Kaltes Verhältnis zu El Mala? Kwasniok reagiert
Von Jan Kupitz

Der zu Saisonbeginn riesige Hype um Said El Mala hat in den vergangenen Wochen etwas nachgelassen. Was wohl auch daran liegt, dass Lukas Kwasniok den Shootingstar beim 1. FC Köln noch viel zu oft als Joker nutzt und ihn nicht regelmäßig von Beginn an bringt. Eigentlich müsste El Mala eine größere Rolle haben, als das zuletzt der Fall war.

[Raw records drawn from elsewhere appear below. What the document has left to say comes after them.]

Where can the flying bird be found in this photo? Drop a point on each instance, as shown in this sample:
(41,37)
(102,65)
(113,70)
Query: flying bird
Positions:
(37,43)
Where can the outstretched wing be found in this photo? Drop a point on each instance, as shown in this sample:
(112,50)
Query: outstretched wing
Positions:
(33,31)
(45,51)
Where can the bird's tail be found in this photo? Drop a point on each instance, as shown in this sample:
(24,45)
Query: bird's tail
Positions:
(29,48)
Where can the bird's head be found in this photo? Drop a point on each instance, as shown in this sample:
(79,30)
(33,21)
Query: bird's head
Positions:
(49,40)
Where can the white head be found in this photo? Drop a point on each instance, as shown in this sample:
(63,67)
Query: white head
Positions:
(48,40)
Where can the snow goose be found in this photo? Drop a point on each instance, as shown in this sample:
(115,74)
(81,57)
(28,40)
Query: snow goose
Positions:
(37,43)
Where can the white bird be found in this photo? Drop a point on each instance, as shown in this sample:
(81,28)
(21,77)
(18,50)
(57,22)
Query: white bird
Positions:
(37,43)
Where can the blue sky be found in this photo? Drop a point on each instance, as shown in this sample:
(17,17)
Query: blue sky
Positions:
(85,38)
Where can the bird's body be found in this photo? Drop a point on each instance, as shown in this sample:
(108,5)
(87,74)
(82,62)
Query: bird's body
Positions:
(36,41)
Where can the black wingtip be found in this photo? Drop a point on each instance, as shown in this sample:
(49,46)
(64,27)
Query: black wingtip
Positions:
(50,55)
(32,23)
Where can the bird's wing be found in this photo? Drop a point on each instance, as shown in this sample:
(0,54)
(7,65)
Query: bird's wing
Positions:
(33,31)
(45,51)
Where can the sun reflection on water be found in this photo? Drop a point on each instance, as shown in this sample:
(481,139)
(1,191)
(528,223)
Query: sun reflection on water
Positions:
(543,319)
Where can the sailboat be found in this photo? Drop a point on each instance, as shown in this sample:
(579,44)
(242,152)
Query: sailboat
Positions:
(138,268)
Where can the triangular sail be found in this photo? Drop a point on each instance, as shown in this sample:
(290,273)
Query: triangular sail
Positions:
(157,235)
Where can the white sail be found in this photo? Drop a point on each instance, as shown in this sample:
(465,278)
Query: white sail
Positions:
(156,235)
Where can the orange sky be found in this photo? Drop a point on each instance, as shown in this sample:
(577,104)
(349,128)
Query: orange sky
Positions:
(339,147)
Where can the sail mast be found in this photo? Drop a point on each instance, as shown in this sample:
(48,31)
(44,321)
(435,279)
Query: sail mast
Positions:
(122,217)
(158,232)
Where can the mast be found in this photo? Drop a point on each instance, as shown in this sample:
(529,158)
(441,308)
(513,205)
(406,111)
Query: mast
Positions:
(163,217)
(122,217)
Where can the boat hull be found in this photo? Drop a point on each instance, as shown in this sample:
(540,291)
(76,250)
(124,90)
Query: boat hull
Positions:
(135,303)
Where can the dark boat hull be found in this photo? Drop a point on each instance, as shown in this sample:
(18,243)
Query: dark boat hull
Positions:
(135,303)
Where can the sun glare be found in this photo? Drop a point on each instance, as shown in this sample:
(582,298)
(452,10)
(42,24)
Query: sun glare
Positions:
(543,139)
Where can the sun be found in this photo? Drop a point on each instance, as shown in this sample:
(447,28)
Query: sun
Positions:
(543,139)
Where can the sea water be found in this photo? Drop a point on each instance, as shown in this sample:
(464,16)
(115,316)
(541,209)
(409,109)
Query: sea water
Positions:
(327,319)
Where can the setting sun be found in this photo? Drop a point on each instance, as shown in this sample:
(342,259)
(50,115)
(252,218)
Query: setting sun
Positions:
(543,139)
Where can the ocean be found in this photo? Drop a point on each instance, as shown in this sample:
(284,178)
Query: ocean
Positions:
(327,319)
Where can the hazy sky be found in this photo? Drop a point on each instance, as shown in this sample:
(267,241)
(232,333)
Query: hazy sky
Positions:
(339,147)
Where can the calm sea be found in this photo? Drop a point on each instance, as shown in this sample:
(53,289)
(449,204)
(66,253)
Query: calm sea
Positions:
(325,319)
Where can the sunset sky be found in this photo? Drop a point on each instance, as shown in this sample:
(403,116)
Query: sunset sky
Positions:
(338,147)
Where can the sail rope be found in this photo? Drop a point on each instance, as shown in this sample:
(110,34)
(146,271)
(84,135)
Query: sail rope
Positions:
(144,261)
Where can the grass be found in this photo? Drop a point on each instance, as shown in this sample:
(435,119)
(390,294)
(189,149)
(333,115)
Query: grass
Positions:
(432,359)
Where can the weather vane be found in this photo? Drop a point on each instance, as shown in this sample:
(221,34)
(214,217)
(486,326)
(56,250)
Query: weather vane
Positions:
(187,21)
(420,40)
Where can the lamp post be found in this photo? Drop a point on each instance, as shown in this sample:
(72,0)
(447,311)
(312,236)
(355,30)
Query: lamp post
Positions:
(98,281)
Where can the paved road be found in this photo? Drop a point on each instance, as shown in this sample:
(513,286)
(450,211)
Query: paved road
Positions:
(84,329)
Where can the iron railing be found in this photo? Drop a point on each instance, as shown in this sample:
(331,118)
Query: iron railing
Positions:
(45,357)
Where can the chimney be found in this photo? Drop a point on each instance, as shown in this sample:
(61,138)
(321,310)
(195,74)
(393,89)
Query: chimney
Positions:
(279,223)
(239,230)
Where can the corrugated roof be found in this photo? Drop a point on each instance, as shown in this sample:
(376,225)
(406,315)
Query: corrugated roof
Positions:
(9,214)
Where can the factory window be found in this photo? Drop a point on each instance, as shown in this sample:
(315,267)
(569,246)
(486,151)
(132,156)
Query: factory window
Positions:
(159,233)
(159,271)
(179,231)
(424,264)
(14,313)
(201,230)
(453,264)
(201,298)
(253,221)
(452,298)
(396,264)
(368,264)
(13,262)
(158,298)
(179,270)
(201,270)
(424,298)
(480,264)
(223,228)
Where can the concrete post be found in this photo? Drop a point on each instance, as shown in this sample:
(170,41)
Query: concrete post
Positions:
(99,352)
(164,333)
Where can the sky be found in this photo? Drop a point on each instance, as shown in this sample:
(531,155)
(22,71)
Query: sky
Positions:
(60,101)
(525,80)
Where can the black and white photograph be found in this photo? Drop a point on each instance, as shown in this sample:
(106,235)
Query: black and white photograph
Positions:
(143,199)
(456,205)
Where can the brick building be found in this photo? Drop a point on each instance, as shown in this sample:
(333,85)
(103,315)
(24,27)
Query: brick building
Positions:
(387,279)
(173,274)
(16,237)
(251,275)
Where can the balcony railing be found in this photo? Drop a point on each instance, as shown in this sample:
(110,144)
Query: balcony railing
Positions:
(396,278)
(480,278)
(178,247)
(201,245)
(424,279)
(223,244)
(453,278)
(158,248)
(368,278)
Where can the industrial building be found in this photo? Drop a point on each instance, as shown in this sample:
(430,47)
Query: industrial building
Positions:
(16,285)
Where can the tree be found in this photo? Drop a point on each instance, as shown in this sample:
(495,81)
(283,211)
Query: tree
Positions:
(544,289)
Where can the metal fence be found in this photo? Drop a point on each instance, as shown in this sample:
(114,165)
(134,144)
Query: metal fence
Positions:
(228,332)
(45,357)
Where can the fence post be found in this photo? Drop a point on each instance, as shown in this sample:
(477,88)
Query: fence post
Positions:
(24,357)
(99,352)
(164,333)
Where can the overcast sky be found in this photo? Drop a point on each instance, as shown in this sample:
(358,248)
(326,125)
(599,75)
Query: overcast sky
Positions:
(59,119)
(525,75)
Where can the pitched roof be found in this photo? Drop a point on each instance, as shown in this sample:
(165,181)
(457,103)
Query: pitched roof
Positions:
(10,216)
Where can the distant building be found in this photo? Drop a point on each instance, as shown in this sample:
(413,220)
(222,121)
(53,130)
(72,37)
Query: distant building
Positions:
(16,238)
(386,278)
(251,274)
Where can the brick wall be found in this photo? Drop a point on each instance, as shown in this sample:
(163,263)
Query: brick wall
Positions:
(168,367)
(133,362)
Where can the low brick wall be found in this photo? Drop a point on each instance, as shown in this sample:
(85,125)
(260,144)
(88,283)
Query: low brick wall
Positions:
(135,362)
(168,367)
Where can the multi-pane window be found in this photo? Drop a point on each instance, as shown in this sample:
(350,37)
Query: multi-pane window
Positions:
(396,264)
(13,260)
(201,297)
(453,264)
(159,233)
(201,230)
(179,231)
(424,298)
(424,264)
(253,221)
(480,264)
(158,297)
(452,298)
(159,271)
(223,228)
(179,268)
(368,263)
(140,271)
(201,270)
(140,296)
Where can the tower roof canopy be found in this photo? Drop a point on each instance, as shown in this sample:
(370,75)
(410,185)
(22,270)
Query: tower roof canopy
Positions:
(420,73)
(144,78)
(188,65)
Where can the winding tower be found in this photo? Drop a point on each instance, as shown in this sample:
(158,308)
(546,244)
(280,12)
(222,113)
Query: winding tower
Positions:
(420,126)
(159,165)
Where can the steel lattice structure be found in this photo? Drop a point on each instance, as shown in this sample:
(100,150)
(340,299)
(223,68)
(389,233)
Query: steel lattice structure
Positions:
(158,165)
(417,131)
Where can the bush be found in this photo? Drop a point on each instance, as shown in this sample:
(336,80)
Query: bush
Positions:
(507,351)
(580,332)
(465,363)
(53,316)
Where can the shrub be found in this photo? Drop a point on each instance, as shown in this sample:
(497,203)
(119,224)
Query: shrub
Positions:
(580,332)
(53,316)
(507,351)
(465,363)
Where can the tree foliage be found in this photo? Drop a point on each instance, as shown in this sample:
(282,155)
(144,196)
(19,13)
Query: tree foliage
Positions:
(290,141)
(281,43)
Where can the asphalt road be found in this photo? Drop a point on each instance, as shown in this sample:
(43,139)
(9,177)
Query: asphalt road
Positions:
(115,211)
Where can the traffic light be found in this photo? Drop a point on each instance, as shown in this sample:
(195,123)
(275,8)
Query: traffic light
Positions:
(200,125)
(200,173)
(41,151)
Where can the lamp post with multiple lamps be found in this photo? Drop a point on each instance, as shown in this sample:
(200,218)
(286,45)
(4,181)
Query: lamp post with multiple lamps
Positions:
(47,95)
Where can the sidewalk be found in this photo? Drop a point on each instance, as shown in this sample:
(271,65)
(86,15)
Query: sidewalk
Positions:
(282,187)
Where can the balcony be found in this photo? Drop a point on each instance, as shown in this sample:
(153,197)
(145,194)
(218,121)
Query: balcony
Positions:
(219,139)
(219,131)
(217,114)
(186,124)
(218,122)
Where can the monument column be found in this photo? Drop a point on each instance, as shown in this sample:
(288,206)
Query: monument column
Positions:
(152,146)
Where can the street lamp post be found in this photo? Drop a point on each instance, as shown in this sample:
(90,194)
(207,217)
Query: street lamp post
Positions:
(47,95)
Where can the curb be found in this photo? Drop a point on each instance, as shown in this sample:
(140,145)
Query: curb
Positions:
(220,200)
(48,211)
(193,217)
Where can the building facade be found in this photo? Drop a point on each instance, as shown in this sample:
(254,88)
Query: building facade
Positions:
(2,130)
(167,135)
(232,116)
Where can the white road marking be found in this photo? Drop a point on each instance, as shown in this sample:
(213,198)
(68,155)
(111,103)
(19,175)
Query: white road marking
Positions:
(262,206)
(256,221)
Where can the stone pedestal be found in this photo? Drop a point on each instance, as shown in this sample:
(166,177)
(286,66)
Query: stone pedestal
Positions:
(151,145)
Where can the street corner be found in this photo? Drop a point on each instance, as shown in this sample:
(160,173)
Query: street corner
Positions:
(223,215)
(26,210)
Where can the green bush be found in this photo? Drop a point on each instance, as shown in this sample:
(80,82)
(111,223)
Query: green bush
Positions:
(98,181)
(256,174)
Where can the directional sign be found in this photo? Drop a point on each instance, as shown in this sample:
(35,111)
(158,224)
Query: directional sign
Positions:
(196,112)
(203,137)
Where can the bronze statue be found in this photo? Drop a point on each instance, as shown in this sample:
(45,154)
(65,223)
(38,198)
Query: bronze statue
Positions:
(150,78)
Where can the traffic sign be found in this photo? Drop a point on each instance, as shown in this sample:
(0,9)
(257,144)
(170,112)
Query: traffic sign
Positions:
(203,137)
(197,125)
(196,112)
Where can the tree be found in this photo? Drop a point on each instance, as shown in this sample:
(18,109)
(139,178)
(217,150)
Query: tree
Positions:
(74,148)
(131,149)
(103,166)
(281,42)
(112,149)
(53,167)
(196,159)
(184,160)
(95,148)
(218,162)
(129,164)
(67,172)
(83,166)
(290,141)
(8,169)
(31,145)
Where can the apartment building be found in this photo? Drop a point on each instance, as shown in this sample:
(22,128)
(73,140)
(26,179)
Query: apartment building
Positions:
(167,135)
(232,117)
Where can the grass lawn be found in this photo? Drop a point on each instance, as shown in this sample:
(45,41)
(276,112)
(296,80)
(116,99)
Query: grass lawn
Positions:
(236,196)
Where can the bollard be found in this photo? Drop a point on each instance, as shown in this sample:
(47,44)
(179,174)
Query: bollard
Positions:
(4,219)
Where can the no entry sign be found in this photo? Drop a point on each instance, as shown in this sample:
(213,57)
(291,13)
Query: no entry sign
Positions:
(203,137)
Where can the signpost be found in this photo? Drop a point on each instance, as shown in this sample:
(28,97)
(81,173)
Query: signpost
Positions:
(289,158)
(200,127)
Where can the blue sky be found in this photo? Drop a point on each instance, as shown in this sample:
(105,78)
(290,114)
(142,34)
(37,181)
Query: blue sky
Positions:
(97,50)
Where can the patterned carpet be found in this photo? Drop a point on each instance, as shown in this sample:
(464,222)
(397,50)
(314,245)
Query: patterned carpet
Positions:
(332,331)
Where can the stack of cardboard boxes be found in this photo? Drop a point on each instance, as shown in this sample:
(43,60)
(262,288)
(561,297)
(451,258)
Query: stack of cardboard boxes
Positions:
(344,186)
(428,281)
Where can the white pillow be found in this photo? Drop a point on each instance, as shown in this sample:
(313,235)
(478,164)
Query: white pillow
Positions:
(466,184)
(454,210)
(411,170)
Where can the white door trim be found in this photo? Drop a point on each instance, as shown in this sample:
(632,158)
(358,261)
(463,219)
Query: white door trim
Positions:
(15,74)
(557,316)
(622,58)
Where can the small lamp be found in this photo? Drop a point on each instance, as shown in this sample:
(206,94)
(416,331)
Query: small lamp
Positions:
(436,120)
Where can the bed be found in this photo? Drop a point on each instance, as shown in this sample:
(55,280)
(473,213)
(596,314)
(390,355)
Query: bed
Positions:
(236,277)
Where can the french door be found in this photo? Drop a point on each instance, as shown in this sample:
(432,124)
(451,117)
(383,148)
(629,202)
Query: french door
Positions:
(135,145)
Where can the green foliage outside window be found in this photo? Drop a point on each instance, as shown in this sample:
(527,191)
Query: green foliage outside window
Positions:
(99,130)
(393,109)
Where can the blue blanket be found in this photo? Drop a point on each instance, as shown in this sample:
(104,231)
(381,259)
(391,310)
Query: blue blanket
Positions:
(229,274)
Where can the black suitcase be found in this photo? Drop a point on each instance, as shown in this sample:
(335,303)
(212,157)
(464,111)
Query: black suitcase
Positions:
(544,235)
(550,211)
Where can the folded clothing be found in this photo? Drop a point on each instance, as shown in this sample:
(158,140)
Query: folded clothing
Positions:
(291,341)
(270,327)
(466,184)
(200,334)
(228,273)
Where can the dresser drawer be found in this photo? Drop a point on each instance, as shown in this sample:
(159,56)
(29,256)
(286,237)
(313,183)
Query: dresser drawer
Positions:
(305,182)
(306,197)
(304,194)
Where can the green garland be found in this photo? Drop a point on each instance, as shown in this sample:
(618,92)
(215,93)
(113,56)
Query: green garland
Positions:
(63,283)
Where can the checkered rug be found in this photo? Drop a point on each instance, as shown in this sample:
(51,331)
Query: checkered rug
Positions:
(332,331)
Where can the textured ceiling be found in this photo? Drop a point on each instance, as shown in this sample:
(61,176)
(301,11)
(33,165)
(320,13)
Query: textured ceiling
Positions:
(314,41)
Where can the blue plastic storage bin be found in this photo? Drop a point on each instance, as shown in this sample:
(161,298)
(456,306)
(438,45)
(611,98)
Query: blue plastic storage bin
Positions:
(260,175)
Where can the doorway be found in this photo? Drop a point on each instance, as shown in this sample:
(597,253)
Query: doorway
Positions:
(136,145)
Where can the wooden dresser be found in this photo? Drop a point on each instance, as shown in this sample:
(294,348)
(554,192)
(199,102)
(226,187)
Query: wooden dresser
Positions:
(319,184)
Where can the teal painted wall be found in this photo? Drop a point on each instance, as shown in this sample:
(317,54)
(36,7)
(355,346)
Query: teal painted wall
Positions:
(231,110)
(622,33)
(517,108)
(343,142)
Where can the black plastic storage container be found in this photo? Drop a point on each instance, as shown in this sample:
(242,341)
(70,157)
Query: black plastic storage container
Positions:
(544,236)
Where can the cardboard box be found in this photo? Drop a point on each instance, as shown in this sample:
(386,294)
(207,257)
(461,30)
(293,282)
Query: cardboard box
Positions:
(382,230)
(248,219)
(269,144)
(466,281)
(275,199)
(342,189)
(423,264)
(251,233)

Die Sport Bild berichtete in dieser Woche, dass das Verhältnis zwischen El Mala und Kwasniok in dieser Folge abgekühlt sei. Das soll der Youngster intern auch schon deutlich gemacht haben, als er Ende Januar die Verantwortlichen darüber informiert hat, sich einen Wechsel im kommenden Sommer vorstellen zu können.
Kwasniok liebt El Mala wie seine Kinder
Auf das angeblich angespannte Verhältnis zu seinem Schützling angesprochen, hatte Kwasniok im Interview mit Sky nun eine deutliche Antwort parat. "Wir haben ein sehr gutes Verhältnis. Ich bin sein Begleiter, sein Trainer und kein Fan. Das ist eben der Unterschied", stellte der FC-Trainer klar. "Ich liebe ihn so, wie meine Kinder auch. Die brauchen ab und zu auch etwas Distanz, um ihren Weg gehen zu können und dann nimmst du sie im richtigen Moment wieder in den Arm. Das ist ein ganz normaler Prozess."
Kwasniok ging auch auf den großen Hype rund um El Mala ein und betonte, dass es erst in der letzten Woche die erste Pressekonferenz gab, in der mal keine Frage zum Shootingstar gestellt wurde. "Damit muss der junge Mann klarkommen, das ist nicht so einfach", betonte er.
Seinen bisherigen Umgang mit El Mala möchte der Trainer übrigens beibehalten - übertriebene Kuscheleinheiten darf der Youngster also nicht erwarten: "Ich gehe selten mit Spielern essen und das habe ich mit Said auch noch nicht gemacht. Er ist ein feiner Junge, da werde ich meine Meinung nie ändern. Wir werden den Umgang mit ihm nicht verändern, ihn weiter begleiten und schauen, dass er Schritte macht. Ich mag ihn sehr und ich glaube, er mag mich auch."